2021 Budget Boosts Training, Exercises

2021 Budget Boosts Training, Exercises

Photo by: U.S. Army

From Defender-Pacific to combat training center rotations, the Army is continuing its push to increase readiness in 2021.

The Army’s $178 billion budget request for fiscal year 2021 includes $68.1 billion for operations and maintenance, which includes funding for training at home stations, at the combat training centers and overseas.

“This year’s budget request enables us to reach our 2022 tactical readiness goal of two-thirds of our brigade combat teams at the highest levels of readiness while also enhancing our strategic readiness,” said Maj. Gen. Paul Chamberlain, director of the Army budget, said Feb. 10 as the Army unveiled its budget request.

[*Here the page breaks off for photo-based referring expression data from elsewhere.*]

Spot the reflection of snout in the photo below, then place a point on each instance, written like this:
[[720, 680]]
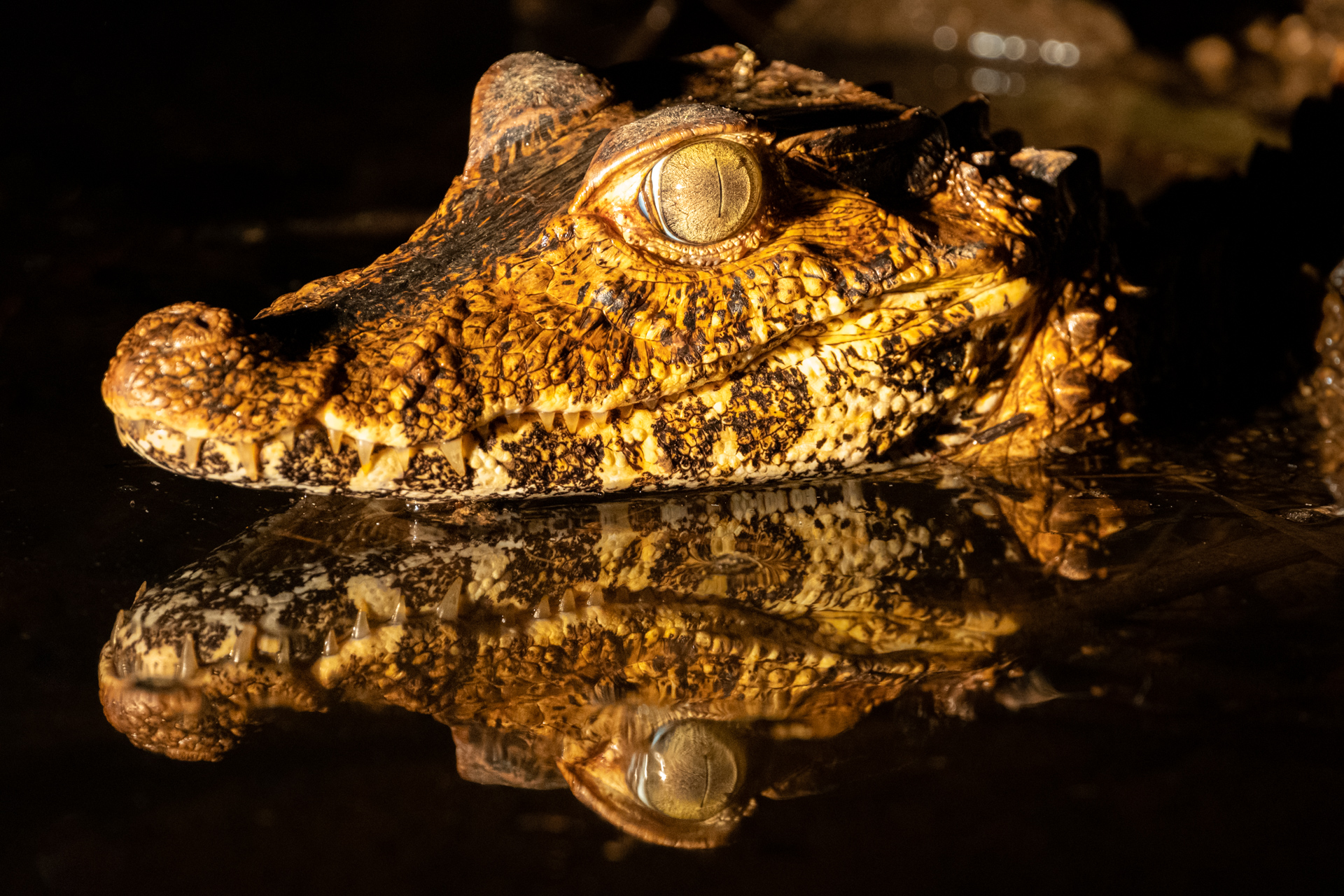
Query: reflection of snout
[[160, 715]]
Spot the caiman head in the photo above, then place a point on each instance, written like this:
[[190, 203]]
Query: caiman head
[[764, 273], [668, 662]]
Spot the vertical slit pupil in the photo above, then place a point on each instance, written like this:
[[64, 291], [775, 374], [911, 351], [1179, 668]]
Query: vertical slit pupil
[[720, 172]]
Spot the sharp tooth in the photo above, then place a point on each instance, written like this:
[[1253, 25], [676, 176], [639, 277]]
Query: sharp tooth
[[187, 664], [244, 644], [449, 606], [454, 454], [248, 453], [366, 451], [360, 629]]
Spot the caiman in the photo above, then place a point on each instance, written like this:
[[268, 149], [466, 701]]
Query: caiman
[[756, 273]]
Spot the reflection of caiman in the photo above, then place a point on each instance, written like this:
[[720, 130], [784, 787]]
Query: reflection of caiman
[[705, 274], [648, 654]]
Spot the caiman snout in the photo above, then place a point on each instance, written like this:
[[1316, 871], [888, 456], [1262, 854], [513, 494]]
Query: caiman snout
[[197, 370]]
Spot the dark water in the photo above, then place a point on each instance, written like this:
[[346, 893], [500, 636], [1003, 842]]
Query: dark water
[[1194, 742]]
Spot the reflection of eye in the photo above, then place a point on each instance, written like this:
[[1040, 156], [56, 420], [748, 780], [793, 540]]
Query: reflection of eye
[[691, 770], [704, 192]]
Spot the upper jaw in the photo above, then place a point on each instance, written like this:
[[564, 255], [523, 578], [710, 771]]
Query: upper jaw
[[194, 368]]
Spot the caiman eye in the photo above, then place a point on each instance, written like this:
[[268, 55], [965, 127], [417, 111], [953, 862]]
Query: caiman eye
[[691, 770], [704, 192]]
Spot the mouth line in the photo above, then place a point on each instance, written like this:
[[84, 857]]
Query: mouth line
[[181, 453]]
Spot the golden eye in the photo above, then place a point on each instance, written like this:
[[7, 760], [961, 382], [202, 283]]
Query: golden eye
[[704, 192], [691, 770]]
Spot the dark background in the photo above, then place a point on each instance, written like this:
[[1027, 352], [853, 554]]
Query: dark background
[[151, 156]]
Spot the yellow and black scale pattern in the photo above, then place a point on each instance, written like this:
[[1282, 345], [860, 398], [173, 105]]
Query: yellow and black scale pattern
[[573, 630], [536, 336]]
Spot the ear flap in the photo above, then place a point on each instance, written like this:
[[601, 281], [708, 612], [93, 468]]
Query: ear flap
[[526, 94], [890, 160], [508, 758], [968, 125]]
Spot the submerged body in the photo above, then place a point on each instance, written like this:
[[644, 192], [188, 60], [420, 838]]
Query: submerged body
[[769, 274]]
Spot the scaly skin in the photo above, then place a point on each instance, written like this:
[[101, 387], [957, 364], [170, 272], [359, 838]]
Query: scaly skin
[[566, 637], [904, 289], [1327, 386]]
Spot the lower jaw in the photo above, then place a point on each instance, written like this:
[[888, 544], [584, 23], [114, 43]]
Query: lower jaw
[[483, 464]]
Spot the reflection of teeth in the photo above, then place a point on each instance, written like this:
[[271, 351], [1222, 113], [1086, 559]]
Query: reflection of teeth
[[244, 644], [449, 606], [248, 454], [187, 665], [366, 451]]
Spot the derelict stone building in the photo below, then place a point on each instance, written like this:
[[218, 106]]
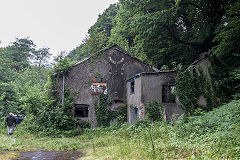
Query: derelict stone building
[[104, 72], [144, 88]]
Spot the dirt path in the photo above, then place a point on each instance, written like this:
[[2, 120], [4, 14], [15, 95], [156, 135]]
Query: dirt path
[[49, 155]]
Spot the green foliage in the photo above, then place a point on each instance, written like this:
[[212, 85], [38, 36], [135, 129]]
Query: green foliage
[[154, 111], [63, 66], [187, 91], [190, 86], [226, 53]]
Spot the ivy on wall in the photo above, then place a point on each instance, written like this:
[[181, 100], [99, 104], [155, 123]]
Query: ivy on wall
[[190, 86], [105, 116]]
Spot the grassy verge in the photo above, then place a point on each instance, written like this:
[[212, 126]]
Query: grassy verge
[[212, 135]]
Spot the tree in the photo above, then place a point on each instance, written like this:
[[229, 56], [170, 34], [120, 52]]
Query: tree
[[226, 54]]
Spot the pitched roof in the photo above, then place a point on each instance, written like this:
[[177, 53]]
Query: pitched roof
[[118, 49]]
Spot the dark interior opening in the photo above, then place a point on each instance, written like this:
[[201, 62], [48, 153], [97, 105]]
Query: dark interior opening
[[168, 94], [132, 87]]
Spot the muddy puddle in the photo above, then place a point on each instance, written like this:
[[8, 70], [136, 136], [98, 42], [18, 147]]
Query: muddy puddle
[[49, 155]]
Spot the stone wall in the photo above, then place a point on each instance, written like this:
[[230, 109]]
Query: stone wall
[[111, 66]]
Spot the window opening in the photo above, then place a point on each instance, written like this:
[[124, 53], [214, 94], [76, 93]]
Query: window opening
[[168, 94], [135, 114], [132, 87]]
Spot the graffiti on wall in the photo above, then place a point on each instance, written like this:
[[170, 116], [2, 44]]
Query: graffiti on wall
[[98, 88]]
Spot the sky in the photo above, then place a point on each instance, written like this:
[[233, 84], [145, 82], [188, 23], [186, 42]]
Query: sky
[[60, 25]]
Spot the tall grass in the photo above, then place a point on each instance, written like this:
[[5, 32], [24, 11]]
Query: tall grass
[[213, 135]]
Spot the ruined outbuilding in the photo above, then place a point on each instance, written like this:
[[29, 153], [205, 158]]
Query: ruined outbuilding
[[144, 88], [105, 72]]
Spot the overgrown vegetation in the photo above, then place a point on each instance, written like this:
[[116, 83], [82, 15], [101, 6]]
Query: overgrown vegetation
[[212, 135], [193, 84], [163, 34]]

The Army supports nearly 60% of combatant commanders’ mission requirements around the world, he said, while continuing to prepare to face a near-peer adversary.

In 2021, the Army plans to fund 24 brigade combat team rotations at the combat training centers, including four for Army National Guard BCTs. It also extends one-station unit training to 22 weeks, from 14 weeks, for armor soldiers, and boosts home-station training, Chamberlain said.

A Defender-Pacific exercise, which will follow this year’s Defender-Europe, the largest deployment of U.S.-based soldiers to Europe in more than two decades, is scheduled for 2021, Chamberlain said.

“Consistent with the [National Defense Strategy], [operations and maintenance] funding supports a lethal, resilient and agile global force posture, with priority given to the Pacific and European theaters,” according to Army budget documents. “After implementing a significant Defender-Europe exercise in FY 2020, the Army continues to strengthen its military strategic readiness in FY 2021 with an increased-scale Defender-Pacific exercise.”

The Army’s fiscal 2021 budget request includes funding to get Army National Guard BCTs and Army Reserve units to a platoon level of proficiency, Chamberlain said. 

For the Guard, it also provides a force that can support combatant commander requirements, defend against threats to the homeland, and remain responsive to governors for natural disaster or emergency response, he said.

The Army also plans to pay for 16,000 Army Guard soldiers to provide enabler support to 10 combat training center and warfighter exercises, and to prepare more than 50,000 Army Reserve soldiers so they’re ready to deploy in less than 90 days.

As the Army continues to serve today while building for the future, it needs “continued timely, adequate, predictable and sustained funding,” Chamberlain said. This will “ensure that the Army does not lose the momentum it has achieved in readiness and modernization.”